An example of an every-day decision problem that resists a manually defined solution is the discrimination of spam email from non-spam email.
How would you write a program to filter emails as they come into your email account and decide whether to put them in the spam folder or the inbox folder?
Photo credited to balise42, Some rights reserved
Some of my thoughts on how to do this are:
- I’d collect examples of emails I knew to be spam or not-spam
- I’d read the emails I had collected and write down any patterns I saw in either group
- I’d think about abstracting those patterns into more general rules I could program
- I’d look for emails that I could safely and quickly categorize as either spam or non-spam
- I’d write tests for my program to ensure it was making accurate decisions
- I’d monitor the deployed system and keep an eye on the decisions it was making
I could write a program to do this, and so could you. It would take a lot of time. A lot of emails would have to be read. The problem would need to be thought about very deeply. It would take a lot of development and testing time before the system could be trusted enough to be put into operations.
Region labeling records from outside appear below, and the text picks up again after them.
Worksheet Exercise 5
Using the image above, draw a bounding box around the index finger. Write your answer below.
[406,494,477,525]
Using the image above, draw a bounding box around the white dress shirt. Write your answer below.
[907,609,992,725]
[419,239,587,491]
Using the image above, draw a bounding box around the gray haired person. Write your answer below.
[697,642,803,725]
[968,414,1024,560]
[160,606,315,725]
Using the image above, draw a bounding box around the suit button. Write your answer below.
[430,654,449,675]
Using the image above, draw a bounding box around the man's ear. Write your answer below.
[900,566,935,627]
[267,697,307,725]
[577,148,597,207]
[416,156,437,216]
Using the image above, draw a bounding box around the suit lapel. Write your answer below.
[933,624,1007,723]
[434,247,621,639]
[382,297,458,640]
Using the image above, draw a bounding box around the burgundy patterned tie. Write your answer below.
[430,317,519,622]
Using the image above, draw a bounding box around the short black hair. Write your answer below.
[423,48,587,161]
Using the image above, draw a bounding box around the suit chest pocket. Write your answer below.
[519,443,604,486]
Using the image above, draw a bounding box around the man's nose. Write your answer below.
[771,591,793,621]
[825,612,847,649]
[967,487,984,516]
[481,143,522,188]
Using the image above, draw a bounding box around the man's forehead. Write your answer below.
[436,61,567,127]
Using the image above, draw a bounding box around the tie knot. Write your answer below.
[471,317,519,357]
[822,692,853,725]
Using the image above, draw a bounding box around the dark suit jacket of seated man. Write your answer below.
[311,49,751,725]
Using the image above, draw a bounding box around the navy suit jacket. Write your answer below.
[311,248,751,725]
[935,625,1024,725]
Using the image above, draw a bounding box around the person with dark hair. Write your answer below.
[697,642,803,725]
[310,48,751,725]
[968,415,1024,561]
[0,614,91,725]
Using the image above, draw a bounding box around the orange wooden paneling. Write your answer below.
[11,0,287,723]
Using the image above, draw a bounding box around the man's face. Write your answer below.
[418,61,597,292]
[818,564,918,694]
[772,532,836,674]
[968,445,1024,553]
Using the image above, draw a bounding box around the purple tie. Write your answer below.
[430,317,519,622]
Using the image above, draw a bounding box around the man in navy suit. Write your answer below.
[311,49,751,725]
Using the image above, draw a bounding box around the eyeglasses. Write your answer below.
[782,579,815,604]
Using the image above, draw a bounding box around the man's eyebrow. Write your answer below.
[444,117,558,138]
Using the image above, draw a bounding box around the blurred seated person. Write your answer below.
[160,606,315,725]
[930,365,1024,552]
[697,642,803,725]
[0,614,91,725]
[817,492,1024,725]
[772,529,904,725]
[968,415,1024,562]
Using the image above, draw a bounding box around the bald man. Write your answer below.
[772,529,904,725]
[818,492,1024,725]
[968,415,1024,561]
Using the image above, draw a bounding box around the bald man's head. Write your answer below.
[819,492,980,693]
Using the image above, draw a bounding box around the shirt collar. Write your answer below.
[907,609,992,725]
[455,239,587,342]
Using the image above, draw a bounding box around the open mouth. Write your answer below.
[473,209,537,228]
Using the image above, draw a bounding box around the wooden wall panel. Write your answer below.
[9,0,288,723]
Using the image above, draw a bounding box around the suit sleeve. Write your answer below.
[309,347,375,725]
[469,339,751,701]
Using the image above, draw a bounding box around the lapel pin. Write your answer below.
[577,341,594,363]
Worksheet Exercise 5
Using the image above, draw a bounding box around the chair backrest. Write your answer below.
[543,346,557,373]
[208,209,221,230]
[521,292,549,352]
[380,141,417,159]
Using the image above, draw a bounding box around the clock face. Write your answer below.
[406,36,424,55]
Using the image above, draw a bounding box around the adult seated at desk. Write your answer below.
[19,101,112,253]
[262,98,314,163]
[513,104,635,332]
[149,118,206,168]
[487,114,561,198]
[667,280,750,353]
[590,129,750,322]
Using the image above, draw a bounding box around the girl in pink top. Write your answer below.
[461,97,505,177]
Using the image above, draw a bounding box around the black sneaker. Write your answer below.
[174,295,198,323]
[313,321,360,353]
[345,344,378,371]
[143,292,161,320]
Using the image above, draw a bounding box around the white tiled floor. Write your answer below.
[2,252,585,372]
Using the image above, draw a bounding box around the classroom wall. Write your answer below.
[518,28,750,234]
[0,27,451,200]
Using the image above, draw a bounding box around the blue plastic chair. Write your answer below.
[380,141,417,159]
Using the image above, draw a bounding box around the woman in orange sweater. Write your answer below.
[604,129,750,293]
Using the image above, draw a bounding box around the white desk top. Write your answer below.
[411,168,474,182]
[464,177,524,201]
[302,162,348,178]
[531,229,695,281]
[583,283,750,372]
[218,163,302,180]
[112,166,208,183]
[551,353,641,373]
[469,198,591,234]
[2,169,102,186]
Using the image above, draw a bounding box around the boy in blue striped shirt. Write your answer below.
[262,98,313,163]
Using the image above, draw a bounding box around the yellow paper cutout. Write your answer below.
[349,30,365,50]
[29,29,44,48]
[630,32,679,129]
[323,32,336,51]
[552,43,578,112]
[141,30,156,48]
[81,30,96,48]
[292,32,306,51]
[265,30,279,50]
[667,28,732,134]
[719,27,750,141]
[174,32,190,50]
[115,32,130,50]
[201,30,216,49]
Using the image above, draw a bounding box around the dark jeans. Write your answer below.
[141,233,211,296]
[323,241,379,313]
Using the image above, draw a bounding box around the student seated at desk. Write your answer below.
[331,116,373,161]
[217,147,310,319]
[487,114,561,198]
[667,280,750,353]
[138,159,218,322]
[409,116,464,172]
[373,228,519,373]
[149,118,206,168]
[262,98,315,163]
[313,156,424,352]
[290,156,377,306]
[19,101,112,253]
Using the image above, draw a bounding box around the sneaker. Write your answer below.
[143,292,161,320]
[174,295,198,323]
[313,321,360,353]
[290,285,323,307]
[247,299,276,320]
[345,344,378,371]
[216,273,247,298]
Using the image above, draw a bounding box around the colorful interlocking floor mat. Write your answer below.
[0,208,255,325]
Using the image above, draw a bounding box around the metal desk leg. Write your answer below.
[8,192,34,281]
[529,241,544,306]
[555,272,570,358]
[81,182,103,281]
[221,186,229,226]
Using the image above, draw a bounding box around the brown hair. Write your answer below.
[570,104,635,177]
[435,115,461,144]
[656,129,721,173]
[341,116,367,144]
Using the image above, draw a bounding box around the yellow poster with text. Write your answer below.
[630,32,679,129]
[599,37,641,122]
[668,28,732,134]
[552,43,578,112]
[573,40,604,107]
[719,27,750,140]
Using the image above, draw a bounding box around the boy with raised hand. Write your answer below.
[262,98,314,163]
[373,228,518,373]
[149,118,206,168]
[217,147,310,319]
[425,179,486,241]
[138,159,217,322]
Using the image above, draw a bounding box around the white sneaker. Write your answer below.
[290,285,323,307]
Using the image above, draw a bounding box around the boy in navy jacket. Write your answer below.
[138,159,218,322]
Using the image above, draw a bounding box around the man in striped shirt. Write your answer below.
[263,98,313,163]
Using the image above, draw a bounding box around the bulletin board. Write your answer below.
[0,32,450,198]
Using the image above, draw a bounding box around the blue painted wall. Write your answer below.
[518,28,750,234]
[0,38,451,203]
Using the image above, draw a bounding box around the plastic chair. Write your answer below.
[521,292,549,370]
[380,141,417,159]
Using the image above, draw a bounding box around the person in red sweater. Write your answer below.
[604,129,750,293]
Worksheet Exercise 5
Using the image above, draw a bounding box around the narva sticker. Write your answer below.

Once in operations, there would be so many hard coded rules that were specific to the email I had read that it would be a maintenance nightmare.
The process above also describes a machine learning solution to the problem of discriminating spam email from non-spam email. The punch line is that machine learning methods can automate the process for you.
Pro Tip: Approaching complex problems in this way is an incredibly valuable skill that will serve you well later on in preparing data and selecting the right machine learning method. Thinking through the process of “how would I manually write a program to solve this” is a master skill that is often overlooked and forgotten by professionals.